Merumuskan Strategi dari Temuan

Semua data itu kemudian saya rangkum. Saya biasanya menemukan pola yang mengerucut menjadi tiga tren dominan dalam setahun, entah itu novel fantasi lokal dengan nuansa mitologi Nusantara, buku self-help tentang produktivitas untuk Gen Z, atau roman ringan yang dekat dengan kehidupan sehari-hari. Dari tren itu, saya mencoba memposisikan naskah saya.

Di titik ini, saya bertanya pada diri sendiri: di mana celah saya? Jika pasar penuh dengan kisah romansa CEO, mungkin saya bisa menulis kisah romansa seorang barista dengan luka lama. Jika rak self-help penuh dengan buku tentang keuangan, mungkin saya bisa menawarkan buku tentang manajemen waktu untuk penulis lepas. Intinya, naskah saya harus cukup mirip dengan tren agar terasa familiar, tapi juga cukup berbeda agar punya alasan untuk dibeli.

Saya bahkan menggunakan hasil riset untuk memikirkan sampul dan pitch saya. Jika tren visual sedang condong ke font tebal dengan warna kontras, saya pastikan mockup sampul saya tidak jauh dari itu. Saat mengirim proposal ke penerbit, saya tidak hanya menjual cerita, tapi juga menyertakan bukti riset yang meyakinkan: “Saya tahu ada pasar untuk ini, dan data inilah buktinya.”

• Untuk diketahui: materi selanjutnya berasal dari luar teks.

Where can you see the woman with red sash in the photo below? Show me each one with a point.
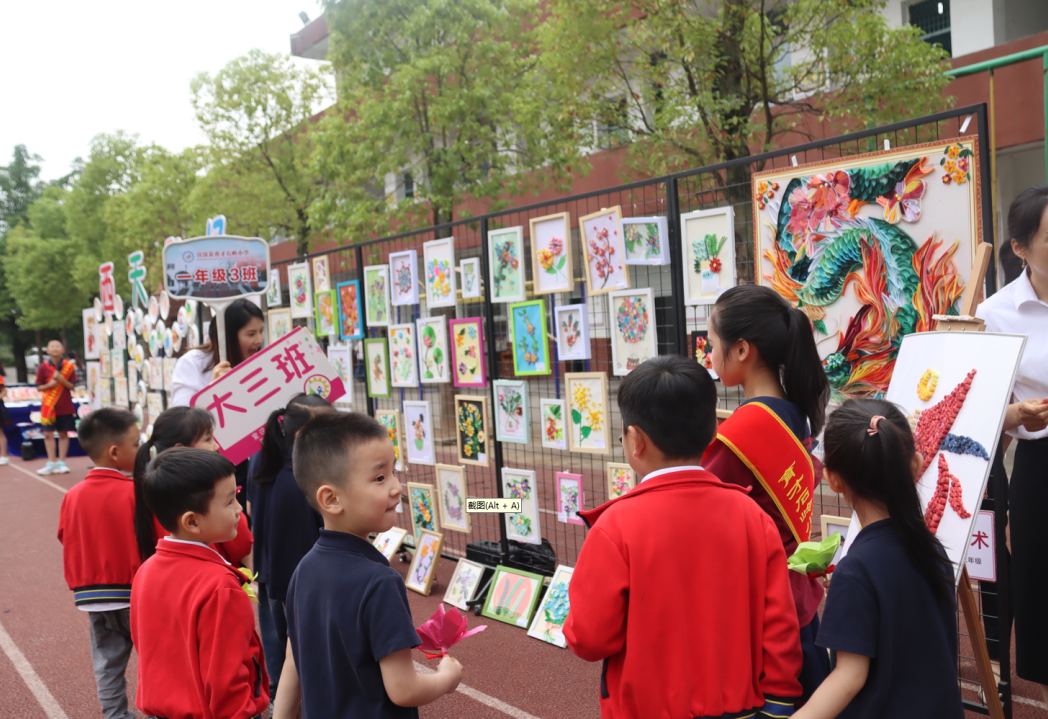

Menulis karena passion adalah titik awal yang indah, tapi menulis dengan kesadaran pasar adalah kunci untuk menjadikan passion itu sebuah karier. Sekarang, setiap kali saya menulis, saya tidak hanya mengikuti bisikan imajinasi saya, tetapi juga mendengarkan suara-suara yang saya tangkap dari rak toko buku dan kolom komentar e-commerce.

Dan hasilnya? Buku-buku saya kini jauh lebih jarang tertutup debu.